Também na Netflix, O Bando (estreia a 26 de março), produção da inglesa Drama Republic, substitui a premissa sci-fi pela realidade alternativa e sobrenatural, com um grupo de miúdos – alguns com superpoderes – a auxiliarem Sherlock Holmes
(Henry Llloyd-Hughes) e o Dr. Watson (Royce Pierreson) no esclarecimento de sombrios segredos da Londres vitoriana.
A plataforma Disney+ é a mais prolixa nestes idos de março, com séries para vários públicos. Godfather of Harlem (desde o dia 12) lança-se aos apetites criminais dos espetadores mais maduros, numa intriga rotineira mas bem executada do subgénero mafioso. Baseado em factos, é o percurso truculento e homicida de Ellsworth ‘Bumpy’ Johnson (o grande Forest Whitaker), um barão da droga do Harlem nova-iorquino no início dos anos 60 – trata-se do facínora que serviria de mentor a Frank Lucas, retratado por Denzel Washington no Gangster Americano de Ridley Scott em 2007 –, graças à pena de Chris Brancato (criador de Narcos)
e de uma milícia de veteranos das fitas sobre a Cosa Nostra, aqui adversária de Johnson (Paul Sorvino, Chazz Palminteri, Vicent D’Onofrio, a lista é longa).

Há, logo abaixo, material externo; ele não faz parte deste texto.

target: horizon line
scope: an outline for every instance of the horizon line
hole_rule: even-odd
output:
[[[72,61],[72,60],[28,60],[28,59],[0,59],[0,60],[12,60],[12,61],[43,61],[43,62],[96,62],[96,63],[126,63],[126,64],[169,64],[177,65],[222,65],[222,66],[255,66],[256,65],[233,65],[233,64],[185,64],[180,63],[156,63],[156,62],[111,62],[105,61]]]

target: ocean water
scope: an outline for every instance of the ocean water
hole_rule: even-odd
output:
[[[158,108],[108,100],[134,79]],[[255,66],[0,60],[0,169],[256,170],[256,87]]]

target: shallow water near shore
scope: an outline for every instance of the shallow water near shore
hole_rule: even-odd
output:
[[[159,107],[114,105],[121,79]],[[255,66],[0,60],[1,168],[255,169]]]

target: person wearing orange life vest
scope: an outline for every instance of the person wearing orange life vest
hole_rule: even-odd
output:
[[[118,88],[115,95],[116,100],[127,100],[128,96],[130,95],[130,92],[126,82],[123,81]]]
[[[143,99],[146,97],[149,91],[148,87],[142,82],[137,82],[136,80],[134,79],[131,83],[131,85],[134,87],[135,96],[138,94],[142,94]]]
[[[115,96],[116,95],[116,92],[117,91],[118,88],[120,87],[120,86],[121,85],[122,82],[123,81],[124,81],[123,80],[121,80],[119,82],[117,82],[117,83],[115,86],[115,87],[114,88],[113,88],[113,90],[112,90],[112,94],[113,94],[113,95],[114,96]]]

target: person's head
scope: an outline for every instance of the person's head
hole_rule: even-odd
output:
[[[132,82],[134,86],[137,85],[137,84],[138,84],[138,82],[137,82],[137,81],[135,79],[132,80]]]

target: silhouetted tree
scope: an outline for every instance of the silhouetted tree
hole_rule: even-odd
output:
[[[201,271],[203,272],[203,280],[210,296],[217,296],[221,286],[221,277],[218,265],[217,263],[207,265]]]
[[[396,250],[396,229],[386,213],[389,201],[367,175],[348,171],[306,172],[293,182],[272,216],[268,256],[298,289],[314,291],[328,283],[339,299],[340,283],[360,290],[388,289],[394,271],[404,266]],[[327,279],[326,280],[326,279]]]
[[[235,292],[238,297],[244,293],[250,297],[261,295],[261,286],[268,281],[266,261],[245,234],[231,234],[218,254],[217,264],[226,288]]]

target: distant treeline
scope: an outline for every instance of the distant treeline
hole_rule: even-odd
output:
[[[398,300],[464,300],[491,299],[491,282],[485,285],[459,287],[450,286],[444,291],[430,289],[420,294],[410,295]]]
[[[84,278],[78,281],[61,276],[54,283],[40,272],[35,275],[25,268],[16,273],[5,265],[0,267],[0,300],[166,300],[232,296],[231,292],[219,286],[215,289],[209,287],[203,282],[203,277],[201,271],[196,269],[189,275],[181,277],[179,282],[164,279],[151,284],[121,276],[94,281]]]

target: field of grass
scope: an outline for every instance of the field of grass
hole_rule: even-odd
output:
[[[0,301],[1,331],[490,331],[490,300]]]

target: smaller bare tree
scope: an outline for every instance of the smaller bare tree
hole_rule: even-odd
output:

Black Narcissus (Disney+, desde 5 de março) serve os nostálgicos da ficção histórica com matizes exóticas e é uma nova variante da novela de 1939 de Rumer Godden, já adaptada em 1947 pelo duo Michael Powell/Emeric Pressburger na obra prima homónima, com Deborah Kerr à frente de um grupo de freiras perturbado pela sensualidade primordial de um convento nos Himalaias. O produtor Andrew McDonald é neto de Pressburger e esta minissérie de três episódios, com Gemma Arterton como cabeça de cartaz, não é medíocre, mas não deixa de ser idiota; é como ensaiar um remake de E Tudo o Vento Levou. Ainda da mansão do Rato Mickey surge The Falcon and the Winter Soldier (desde 19 março), um projeto mais caro que uma tonelada de trufas – o orçamento destes primeiros seis episódios saldou-se nos 150 milhões de dólares – e ideal para maluquinhos do
Universo Marvel, acompanhando-se Sam Wilson (Anthony Mackie) e Bucky Barnes (Sebastian Stan) na luta contra o Mal após o desfecho de Avengers: Endgame. Dirigido por Kari Skogland (The Handmaid’s Tale), será mais visto que a final do Super Bowl.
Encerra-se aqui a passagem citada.